The study’s safety results showed 93% of patients had some form of CRS but only two patients had grade 3 or greater CRS. Only three patients experienced neurotoxicity consistent with immune effector cell-associated neurotoxicity syndrome, including one grade 3 or greater case.

Median time to onset of CRS was 7 days (range, 2-12), with a median duration of 4 days (range, 2-64).

One patient died of CRS and another died of acute myeloid leukemia not related to study treatment.

Hematologic adverse events included grade 3 or greater neutropenia, experienced by all 29 patients, and thrombocytopenia, which occurred among 86% of patients. Twenty patients (69%) experienced grade 3 or greater thrombocytopenia.

Compared with many other BCMA-directed CAR T-cell therapies, CRS developed more slowly with JNJ-4528, Berdeja said. Patients treated with typical CAR-T products show symptoms of CRS within a day or two of infusion, he added.

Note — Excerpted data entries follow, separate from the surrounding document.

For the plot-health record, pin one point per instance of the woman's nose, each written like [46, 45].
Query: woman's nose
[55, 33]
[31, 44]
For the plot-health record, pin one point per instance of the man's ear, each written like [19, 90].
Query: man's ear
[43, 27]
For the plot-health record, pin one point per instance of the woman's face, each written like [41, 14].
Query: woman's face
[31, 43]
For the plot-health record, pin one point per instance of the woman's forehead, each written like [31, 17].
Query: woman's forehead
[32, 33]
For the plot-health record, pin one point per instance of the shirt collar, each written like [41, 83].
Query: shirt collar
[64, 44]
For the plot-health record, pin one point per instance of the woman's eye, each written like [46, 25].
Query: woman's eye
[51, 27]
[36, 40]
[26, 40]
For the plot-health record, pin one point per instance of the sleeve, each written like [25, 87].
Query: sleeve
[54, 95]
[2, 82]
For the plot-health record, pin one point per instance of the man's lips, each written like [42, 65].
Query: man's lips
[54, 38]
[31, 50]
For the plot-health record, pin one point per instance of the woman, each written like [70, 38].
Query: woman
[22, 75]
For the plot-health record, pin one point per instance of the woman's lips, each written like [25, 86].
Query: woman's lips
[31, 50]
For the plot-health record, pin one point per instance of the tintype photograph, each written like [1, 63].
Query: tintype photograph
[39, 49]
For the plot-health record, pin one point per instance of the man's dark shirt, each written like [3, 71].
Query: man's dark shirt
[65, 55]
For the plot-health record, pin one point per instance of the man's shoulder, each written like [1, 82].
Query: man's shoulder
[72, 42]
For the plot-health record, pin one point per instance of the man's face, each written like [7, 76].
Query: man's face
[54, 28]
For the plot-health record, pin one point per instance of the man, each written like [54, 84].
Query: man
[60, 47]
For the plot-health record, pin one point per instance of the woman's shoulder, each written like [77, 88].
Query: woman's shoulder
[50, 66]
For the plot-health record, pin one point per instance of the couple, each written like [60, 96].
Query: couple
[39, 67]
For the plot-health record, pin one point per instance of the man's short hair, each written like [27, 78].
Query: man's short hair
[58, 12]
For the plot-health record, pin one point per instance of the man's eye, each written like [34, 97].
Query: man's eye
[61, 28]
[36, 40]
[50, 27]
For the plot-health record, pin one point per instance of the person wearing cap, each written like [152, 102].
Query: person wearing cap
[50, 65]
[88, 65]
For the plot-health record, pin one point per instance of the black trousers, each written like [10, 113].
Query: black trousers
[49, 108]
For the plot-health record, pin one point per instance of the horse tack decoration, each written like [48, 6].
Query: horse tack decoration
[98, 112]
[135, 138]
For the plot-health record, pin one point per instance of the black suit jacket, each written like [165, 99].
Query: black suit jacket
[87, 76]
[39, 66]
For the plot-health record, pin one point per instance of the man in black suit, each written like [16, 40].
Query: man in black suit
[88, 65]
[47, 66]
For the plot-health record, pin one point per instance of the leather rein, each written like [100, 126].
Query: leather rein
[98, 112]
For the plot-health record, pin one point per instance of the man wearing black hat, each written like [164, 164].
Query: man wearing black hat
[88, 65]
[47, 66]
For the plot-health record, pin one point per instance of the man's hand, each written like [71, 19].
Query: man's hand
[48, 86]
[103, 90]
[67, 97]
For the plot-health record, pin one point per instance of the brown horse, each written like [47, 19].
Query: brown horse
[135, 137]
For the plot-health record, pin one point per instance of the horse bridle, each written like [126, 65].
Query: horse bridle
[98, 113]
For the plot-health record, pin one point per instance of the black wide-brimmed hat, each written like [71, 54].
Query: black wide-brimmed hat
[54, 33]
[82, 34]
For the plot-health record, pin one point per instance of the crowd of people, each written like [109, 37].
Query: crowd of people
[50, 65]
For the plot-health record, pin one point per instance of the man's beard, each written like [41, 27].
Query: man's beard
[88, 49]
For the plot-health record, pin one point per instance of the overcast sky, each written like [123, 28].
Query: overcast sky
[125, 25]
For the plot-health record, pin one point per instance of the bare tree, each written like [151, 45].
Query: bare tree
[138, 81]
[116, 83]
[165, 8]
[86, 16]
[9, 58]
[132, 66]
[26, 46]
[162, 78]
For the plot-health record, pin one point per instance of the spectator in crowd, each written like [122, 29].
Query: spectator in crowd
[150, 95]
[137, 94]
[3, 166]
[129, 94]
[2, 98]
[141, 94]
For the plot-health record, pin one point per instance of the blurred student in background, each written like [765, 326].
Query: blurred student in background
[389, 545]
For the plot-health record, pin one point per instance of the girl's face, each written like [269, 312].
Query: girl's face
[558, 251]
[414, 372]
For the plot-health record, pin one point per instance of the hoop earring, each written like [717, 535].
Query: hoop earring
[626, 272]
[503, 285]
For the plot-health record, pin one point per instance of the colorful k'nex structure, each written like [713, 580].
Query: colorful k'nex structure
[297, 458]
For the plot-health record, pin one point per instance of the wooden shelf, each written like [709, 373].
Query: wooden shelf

Because of the longer median time to CRS symptoms seen in this study, Berjeda said there is a possibility that this therapy could be given in an outpatient setting, and that only those patients who progress to show symptoms of CRS would need to be hospitalized for post-infusion observation and treatment.

“This could possibly make the treatment more widely accessible for patients and clinicians,” he said.

“The development of CAR-T products will eventually change how we treat myeloma, and I believe that these highly effective treatments will supplant some of the continuous therapies that we are currently giving to our patients,” Berdeja said. “The hope is that someday these will become curative therapies.”